Die Ermittlungen zur Vergewaltigungsanzeige, die Rosas Mutter gegen Jérôme Barella eingereicht hat, wurden der Außenstelle der Forschungsabteilung Bordeaux in Agen zugewiesen. Der Schritt folgt auf einen Inspektionsbericht, der Mängel bei der ersten Bearbeitung des Falls durch die Gendarmerie in Condom aufdeckte.
Die Ermittlungen wurden übertragen, nachdem die Generalinspektion der Justiz Verzögerungen und fehlende Folgemaßnahmen durch die Staatsanwaltschaft Auch und die Gendarmeriekompanie Condom hervorgehoben hatte. Eine Justizquelle bestätigte gegenüber der AFP, dass der Fall nun in Agen bearbeitet wird.
Die Anzeige war am 22. August 2025 in Haute-Garonne erstattet worden. Die damals elfjährige Rosa gab an, zwischen September 2024 und April 2025 etwa fünfzig Vergewaltigungen erlitten zu haben.
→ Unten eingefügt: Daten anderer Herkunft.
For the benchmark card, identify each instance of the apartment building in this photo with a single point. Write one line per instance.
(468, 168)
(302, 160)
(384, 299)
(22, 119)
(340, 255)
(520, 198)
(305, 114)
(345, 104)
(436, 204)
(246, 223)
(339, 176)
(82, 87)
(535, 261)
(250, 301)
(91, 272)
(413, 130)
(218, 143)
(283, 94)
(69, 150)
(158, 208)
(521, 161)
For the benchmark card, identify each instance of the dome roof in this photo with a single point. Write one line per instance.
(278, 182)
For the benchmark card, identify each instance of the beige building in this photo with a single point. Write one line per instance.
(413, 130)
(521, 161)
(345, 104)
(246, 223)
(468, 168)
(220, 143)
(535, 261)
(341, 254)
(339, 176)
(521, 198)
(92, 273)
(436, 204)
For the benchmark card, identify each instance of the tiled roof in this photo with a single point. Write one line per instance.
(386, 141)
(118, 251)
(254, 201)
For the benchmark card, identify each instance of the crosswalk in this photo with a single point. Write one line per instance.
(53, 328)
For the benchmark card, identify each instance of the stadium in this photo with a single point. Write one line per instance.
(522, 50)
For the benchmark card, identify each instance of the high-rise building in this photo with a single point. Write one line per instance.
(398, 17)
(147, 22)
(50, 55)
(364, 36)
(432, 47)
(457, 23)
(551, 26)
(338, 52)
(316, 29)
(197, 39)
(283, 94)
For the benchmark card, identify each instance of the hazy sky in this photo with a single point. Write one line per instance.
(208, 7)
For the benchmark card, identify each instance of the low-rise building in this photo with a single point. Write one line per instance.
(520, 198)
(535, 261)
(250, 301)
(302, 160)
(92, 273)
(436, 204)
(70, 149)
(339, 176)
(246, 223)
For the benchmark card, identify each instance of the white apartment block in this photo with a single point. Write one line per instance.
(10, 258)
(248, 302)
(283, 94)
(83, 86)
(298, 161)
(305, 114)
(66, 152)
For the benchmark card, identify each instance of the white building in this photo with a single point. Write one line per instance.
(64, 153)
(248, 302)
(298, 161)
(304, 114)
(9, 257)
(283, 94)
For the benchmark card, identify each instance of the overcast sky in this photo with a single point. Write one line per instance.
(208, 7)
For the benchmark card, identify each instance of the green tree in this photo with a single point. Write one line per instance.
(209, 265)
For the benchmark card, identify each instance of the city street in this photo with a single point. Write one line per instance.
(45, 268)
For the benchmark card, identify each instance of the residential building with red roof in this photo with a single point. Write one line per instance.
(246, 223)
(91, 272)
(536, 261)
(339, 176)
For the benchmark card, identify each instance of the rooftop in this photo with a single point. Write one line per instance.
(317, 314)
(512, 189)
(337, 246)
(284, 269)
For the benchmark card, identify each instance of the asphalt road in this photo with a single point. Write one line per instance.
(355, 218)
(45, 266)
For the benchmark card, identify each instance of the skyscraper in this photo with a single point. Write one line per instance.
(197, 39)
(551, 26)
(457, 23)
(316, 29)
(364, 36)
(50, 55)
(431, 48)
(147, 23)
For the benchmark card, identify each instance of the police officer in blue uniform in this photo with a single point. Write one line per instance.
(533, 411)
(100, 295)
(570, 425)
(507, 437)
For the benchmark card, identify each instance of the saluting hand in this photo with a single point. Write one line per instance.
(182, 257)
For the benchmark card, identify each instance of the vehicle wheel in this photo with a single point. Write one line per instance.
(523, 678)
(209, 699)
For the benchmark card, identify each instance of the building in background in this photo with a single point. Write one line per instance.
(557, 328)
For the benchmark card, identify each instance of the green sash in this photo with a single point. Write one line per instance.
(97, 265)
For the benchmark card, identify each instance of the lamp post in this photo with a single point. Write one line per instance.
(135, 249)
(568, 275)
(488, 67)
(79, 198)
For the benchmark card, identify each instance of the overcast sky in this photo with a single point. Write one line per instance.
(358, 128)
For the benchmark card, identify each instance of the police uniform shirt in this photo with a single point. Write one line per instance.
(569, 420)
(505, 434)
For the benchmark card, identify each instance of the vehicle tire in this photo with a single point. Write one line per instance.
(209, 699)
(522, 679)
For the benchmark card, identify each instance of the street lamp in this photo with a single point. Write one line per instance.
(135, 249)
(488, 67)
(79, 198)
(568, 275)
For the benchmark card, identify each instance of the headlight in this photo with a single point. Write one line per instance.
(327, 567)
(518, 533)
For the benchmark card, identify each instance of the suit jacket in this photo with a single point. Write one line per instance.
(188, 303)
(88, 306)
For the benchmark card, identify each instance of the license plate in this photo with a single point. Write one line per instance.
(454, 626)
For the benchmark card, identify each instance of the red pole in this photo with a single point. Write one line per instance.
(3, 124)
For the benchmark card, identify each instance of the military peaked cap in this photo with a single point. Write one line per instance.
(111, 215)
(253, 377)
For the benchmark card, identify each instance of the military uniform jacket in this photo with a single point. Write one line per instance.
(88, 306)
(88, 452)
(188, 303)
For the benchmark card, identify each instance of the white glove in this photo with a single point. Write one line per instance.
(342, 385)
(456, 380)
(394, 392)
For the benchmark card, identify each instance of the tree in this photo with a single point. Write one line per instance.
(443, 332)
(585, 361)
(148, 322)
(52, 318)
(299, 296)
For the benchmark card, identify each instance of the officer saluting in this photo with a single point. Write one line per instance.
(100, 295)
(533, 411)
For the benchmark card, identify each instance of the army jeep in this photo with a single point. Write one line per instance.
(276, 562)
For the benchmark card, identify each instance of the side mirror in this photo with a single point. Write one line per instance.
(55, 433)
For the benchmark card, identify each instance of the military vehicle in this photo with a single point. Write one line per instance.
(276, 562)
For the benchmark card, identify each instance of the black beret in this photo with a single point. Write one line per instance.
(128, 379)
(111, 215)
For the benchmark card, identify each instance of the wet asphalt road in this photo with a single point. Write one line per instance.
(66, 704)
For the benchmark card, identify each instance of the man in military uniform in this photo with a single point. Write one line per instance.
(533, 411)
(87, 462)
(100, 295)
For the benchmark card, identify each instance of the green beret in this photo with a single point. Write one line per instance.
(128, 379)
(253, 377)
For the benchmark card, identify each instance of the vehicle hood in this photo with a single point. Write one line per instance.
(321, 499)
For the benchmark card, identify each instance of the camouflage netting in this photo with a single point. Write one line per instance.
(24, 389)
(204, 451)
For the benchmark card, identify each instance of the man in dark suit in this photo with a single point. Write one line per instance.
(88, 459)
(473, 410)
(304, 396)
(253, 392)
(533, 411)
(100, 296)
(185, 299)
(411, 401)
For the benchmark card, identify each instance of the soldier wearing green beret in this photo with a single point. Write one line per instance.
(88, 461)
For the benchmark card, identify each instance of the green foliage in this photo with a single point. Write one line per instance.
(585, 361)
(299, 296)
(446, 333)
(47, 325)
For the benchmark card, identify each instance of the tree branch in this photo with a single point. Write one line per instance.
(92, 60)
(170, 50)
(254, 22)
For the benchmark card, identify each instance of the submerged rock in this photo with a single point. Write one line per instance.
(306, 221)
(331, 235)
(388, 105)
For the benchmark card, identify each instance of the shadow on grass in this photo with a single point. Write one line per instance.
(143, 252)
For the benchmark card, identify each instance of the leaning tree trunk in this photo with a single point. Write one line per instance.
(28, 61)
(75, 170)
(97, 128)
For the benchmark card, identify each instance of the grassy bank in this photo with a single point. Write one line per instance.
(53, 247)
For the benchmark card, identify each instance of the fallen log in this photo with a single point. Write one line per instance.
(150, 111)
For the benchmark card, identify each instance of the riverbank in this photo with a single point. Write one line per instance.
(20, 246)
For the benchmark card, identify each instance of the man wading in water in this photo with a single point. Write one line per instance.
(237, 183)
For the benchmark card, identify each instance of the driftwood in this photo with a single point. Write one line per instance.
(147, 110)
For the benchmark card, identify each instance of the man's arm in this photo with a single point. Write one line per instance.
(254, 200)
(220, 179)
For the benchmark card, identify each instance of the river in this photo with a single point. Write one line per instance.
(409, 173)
In Toulouse wurden erste Ermittlungsschritte eingeleitet, bevor die Akte nach Auch übermittelt wurde.
Jérôme Barella, der Hauptverdächtige im Mordfall Lyhanna, befindet sich derzeit im Gefängnis von Mont-de-Marsan in Haft. Ihm droht eine lebenslange Freiheitsstrafe.